“Listen to another parable. There was a landowner who planted a vineyard, put a fence around it, dug a wine press in it, and built a watchtower. Then he leased it to tenants and went to another country. When the harvest time had come, he sent his slaves to the tenants to collect his produce. But the tenants seized his slaves and beat one, killed another, and stoned another. Again he sent other slaves, more than the first; and they treated them in the same way. Finally he sent his son to them, saying, ‘They will respect my son.’
But when the tenants saw the son, they said to themselves, ‘This is the heir; come, let us kill him and get his inheritance.” So they seized him, threw him out of the vineyard, and killed him. Now when the owner of the vineyard comes, what will he do to those tenants?” They said to him, “He will put those wretches to a miserable death, and lease the vineyard to other tenants who will give him the produce at the harvest time.”
Jesus said to them, “Have you never read in the scriptures: ‘The stone that the builders rejected has become the cornerstone; this was the Lord’s doing, and it is amazing in our eyes’? Therefore I tell you, the kingdom of God will be taken away from you and given to a people that produces the fruits of the kingdom.
New Revised Standard Version, copyright 1989, by the National Council of the Churches of Christ in the United States of America. Used by permission. All rights reserved. USCCB approved.
Most of us work hard to build our lives. Through our presence and work in a place, we stake a claim to “what is ours.” If someone challenges our claims, we can feel threatened. We might seek to rid ourselves of this stumbling block, undermining the authority of the challenger by spreading malicious gossip or by working to neutralize their threat.
But what if this stumbling block, this stone we reject while “building” our lives, is actually the cornerstone upon which the Lord wishes to build a life for us? The vineyard in which we work is not ours, no matter how hard we may work within it. Let us learn to find our joy not in claiming the fruit of the vineyard for ourselves (which would be stealing), but rather let us rejoice in offering it up to the one who allows us the privilege of working in his vineyard for the salvation of all.
Heavenly Father, so often we seek comfort and security in building a life for ourselves, in claiming a place for our own. Perhaps we think that we have a right to more because we have worked harder, or been in a place longer, or know more, or because we belong to this or that family or group. And, indeed, people do let us have our way if we have the means to pay the price.

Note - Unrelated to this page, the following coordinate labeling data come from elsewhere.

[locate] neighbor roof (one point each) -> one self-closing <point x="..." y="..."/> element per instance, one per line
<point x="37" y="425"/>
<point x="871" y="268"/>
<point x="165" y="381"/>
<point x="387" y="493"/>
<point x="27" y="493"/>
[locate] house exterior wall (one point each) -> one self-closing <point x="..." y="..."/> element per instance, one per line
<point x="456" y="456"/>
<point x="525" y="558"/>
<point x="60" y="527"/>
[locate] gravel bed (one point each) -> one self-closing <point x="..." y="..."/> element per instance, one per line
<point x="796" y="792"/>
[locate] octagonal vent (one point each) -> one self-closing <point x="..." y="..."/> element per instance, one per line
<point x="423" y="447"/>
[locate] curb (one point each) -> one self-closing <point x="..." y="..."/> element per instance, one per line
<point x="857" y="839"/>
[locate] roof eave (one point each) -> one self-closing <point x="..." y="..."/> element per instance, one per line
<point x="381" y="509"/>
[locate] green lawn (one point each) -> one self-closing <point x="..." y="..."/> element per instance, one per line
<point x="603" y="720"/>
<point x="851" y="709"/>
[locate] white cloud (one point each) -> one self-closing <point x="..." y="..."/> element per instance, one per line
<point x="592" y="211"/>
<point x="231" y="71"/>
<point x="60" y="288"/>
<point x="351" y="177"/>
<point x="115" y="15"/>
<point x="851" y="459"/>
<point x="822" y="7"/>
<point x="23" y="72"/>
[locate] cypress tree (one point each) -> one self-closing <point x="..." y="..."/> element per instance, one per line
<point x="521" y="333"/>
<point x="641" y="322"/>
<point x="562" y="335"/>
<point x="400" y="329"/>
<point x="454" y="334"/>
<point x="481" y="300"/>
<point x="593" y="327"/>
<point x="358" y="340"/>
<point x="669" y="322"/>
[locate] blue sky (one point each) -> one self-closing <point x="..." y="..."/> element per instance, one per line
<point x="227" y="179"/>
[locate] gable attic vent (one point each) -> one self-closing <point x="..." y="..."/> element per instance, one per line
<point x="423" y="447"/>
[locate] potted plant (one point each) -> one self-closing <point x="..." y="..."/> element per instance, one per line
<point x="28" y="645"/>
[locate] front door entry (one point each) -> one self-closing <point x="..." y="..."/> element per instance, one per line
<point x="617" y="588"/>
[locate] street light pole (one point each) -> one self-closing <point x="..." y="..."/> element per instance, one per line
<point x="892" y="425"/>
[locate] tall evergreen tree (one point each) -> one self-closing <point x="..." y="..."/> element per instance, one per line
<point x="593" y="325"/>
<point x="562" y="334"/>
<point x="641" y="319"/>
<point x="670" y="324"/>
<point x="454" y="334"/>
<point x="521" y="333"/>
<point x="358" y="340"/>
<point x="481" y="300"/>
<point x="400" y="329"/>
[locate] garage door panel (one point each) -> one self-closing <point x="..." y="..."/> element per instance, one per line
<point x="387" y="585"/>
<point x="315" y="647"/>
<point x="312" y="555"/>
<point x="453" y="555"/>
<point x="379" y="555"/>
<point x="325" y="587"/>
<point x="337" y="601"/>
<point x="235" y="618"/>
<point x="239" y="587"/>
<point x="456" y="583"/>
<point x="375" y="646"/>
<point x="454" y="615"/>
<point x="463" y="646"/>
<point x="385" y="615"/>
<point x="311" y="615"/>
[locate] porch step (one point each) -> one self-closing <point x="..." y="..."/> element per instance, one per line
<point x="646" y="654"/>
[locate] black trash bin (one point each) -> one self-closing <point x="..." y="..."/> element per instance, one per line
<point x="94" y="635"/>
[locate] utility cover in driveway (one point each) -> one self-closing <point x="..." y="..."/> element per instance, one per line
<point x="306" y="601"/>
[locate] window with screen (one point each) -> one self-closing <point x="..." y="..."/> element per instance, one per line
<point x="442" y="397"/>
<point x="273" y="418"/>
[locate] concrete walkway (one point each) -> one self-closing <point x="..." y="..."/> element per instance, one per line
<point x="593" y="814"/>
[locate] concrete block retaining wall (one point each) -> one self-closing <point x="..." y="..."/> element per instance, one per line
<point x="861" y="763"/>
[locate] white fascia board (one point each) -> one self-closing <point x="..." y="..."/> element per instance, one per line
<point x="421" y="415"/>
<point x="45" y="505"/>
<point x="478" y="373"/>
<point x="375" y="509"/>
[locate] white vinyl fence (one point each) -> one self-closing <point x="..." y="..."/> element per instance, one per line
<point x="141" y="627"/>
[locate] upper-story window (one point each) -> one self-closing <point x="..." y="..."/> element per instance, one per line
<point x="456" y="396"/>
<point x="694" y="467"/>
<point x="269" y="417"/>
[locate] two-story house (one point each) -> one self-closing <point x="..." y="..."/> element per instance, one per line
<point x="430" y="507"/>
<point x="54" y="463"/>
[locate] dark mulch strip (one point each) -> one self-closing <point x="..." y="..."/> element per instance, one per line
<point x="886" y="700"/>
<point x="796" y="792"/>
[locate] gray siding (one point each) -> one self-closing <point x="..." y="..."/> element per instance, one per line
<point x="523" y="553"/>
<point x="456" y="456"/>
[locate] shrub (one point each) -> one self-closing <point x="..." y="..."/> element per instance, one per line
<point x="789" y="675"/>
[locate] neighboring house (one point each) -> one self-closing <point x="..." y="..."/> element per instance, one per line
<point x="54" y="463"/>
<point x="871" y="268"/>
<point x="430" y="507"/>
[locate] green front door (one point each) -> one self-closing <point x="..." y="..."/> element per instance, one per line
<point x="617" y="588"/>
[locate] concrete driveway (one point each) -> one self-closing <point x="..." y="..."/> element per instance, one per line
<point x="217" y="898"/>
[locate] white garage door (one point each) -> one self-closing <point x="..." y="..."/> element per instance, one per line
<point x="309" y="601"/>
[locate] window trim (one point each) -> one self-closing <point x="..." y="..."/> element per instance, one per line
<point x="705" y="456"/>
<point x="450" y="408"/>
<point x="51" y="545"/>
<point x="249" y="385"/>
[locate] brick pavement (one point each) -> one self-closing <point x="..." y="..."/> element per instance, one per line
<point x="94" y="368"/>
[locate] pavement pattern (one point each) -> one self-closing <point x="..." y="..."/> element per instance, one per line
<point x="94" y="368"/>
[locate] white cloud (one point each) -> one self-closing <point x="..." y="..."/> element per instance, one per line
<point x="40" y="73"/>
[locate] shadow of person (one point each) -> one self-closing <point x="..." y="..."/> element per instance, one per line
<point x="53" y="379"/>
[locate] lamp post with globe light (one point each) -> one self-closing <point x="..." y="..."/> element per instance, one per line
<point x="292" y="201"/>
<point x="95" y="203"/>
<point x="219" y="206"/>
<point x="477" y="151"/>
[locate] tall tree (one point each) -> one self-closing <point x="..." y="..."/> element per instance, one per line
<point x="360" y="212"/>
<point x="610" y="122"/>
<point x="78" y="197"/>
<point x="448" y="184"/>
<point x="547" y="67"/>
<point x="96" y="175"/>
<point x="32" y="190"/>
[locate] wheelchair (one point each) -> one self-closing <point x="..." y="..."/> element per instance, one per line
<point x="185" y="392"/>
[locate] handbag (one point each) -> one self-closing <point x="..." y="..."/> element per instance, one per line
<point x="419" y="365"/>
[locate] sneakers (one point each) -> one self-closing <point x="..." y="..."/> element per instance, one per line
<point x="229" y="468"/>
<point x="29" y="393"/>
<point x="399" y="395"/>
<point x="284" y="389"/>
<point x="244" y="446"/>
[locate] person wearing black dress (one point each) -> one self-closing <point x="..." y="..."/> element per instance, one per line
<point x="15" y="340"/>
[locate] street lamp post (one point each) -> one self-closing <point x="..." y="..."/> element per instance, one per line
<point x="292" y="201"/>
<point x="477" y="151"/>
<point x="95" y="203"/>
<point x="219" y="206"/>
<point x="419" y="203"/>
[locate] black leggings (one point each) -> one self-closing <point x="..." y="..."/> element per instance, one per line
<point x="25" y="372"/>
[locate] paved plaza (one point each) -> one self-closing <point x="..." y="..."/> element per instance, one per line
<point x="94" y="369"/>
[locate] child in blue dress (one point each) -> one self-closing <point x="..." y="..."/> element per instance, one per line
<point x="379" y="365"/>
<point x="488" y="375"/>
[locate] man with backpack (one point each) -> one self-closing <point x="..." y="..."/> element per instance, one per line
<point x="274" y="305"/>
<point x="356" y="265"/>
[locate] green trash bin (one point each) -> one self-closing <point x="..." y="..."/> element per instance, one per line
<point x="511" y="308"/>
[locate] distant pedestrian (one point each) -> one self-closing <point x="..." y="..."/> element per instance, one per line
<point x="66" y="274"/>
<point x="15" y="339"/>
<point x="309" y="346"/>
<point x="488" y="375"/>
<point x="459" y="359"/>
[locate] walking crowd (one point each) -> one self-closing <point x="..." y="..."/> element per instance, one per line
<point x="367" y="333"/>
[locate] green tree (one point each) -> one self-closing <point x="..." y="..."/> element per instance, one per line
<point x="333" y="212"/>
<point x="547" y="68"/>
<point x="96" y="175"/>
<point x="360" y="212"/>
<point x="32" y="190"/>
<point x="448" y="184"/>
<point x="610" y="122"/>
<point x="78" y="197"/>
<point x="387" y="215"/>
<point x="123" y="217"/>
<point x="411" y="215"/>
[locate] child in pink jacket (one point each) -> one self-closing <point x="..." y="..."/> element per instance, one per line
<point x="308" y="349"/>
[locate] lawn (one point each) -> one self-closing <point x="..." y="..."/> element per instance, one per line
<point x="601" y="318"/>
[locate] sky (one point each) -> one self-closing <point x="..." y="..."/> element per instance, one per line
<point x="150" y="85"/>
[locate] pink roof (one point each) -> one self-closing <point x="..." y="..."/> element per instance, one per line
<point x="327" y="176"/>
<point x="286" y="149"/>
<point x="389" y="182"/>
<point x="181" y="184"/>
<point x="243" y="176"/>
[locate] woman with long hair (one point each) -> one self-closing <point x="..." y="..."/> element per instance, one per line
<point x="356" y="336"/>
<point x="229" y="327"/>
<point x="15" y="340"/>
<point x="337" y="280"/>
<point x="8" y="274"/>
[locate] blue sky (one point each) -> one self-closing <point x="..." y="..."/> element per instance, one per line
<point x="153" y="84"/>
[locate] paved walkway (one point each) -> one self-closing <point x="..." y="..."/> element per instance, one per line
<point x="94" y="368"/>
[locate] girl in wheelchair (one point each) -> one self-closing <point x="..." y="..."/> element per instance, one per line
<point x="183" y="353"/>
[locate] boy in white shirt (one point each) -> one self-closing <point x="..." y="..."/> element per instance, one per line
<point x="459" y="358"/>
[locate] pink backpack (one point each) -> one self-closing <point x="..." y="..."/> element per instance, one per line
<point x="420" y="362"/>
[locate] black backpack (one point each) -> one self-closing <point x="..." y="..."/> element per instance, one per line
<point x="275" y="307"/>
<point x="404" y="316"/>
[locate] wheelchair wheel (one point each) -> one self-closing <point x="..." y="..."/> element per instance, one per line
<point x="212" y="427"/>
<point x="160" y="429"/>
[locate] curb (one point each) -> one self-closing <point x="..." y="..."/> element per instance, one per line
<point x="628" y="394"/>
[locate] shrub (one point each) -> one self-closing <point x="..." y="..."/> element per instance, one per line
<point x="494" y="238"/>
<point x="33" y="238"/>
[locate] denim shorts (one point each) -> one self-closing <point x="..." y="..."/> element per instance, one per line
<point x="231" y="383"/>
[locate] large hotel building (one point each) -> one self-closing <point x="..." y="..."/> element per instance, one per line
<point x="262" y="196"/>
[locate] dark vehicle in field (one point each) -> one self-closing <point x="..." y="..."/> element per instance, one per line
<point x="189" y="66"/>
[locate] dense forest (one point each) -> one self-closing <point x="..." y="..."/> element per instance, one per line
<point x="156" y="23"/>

But the vineyard is yours, Father. We have gotten so used to thinking that it was ours, and we have done so for so long, that we drive out anyone who would suggest that we did not build our lives by ourselves. When you sent your Son, we killed him, so that we would not have to surrender our claims. But he willingly surrendered himself to us and preferred our lives to his own. So now, moved by his great love, we discover that not only the fruit of the vineyard but our very lives were yours the whole time. Take them, Lord, and let us no longer be thieves, claiming what is not our own, but rather grateful co-workers with your Son in your vineyard, so that we might no longer act as your enemies, but as the friends that he wishes us to be. Amen.